The appeal was filed by the assessee against the Final Assessment Order dated 11 March 2025 passed under Section 147 read with Section 144C(13) of the Income-tax Act, 1961, pursuant to the directions issued by the Dispute Resolution Panel for Assessment Year 2015-16.

At the outset, the assessee challenged the very initiation of reassessment proceedings on the ground that the notice issued under Section 148 of the Act was barred by limitation and therefore invalid in law. It was contended that the reassessment proceedings initiated after 1 April 2021 for AY 2015-16 were unsustainable in view of the statutory time limits prescribed under Section 149, even after considering the relaxations granted under the Taxation and Other Laws (Relaxation and Amendment of Certain Provisions) Act, 2020 (TOLA).

The assessee relied heavily on the judgment of the Supreme Court in Union of India vs Rajeev Bansal, wherein the Revenue expressly conceded that for Assessment Year 2015-16, any notice issued on or after 1 April 2021 would be required to be dropped as it would fall beyond the permissible period of limitation. This legal position was further reinforced by subsequent decisions of the Supreme Court and various High Courts, consistently holding that reassessment proceedings for AY 2015-16 initiated after the said date are time-barred and liable to be quashed.

Upon examination of the factual timeline, it was noted that although the original notice under the erstwhile provisions was issued on 8 April 2021, the subsequent notice under Section 148 pursuant to the procedure laid down in Ashish Agarwal was ultimately issued on 29 July 2022. The Tribunal observed that, in light of the authoritative pronouncement in Rajeev Bansal, the benefit of TOLA could not extend the limitation period for AY 2015-16 beyond 31 March 2022.

The Tribunal further placed reliance on the Supreme Court’s decision in Deepak Steel and Power Ltd. vs CBDT, wherein reassessment notices issued after 1 April 2021 for AY 2015-16 were categorically quashed on the ground of limitation, holding that no further adjudication on merits was required once the notice itself was invalid.

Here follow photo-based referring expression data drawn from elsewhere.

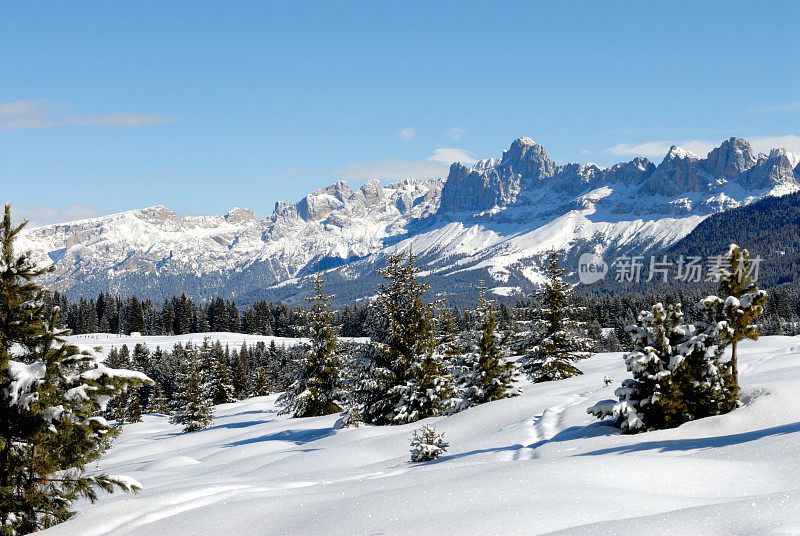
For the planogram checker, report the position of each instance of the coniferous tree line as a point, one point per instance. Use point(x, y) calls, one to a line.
point(605, 314)
point(679, 367)
point(51, 399)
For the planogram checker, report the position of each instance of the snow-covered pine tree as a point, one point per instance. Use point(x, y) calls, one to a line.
point(240, 373)
point(159, 403)
point(317, 382)
point(449, 343)
point(739, 306)
point(653, 398)
point(51, 395)
point(192, 406)
point(216, 373)
point(427, 444)
point(484, 374)
point(400, 377)
point(555, 339)
point(260, 382)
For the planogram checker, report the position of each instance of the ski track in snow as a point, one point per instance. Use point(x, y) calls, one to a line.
point(533, 464)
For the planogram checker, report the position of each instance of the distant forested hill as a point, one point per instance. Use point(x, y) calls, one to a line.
point(769, 228)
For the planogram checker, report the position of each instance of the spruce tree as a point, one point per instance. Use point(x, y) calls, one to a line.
point(555, 339)
point(653, 398)
point(192, 406)
point(50, 398)
point(739, 307)
point(484, 373)
point(159, 404)
point(260, 382)
point(400, 377)
point(317, 382)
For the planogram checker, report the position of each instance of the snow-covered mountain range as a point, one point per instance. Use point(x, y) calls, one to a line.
point(493, 220)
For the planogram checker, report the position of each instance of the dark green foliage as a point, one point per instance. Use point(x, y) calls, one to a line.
point(400, 377)
point(554, 338)
point(484, 374)
point(192, 406)
point(51, 395)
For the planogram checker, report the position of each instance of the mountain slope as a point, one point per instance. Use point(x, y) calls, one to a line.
point(534, 464)
point(494, 220)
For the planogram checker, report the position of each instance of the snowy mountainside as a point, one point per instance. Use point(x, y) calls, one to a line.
point(106, 341)
point(493, 220)
point(535, 464)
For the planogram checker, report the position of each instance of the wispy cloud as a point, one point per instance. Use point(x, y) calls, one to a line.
point(779, 108)
point(764, 144)
point(41, 114)
point(657, 149)
point(407, 133)
point(436, 165)
point(455, 133)
point(44, 215)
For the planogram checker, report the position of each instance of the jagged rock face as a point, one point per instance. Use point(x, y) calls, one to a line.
point(490, 184)
point(495, 216)
point(770, 171)
point(528, 159)
point(730, 160)
point(634, 172)
point(680, 171)
point(477, 190)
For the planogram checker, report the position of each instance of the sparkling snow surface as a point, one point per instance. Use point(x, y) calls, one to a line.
point(536, 464)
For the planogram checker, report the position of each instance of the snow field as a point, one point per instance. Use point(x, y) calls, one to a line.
point(535, 464)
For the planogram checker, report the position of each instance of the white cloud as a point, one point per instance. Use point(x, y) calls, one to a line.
point(407, 133)
point(763, 145)
point(44, 215)
point(39, 114)
point(657, 149)
point(456, 133)
point(436, 165)
point(777, 108)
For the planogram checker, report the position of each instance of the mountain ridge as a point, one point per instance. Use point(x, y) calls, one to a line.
point(491, 220)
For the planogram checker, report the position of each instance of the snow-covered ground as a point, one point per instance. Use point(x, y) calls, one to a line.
point(536, 464)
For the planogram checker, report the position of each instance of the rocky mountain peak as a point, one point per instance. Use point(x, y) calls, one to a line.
point(240, 215)
point(731, 159)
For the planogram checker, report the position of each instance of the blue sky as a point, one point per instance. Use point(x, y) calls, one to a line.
point(203, 106)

Accordingly, the Tribunal held that the impugned notice issued under Section 148 of the Act was bad in law, being barred by limitation. Consequently, the assessment order passed under Section 147 read with Section 144C(13) was also quashed. Since the reassessment itself was rendered invalid, the remaining grounds raised by the assessee were held to be academic in nature.
As a result, the appeal of the assessee was allowed in full.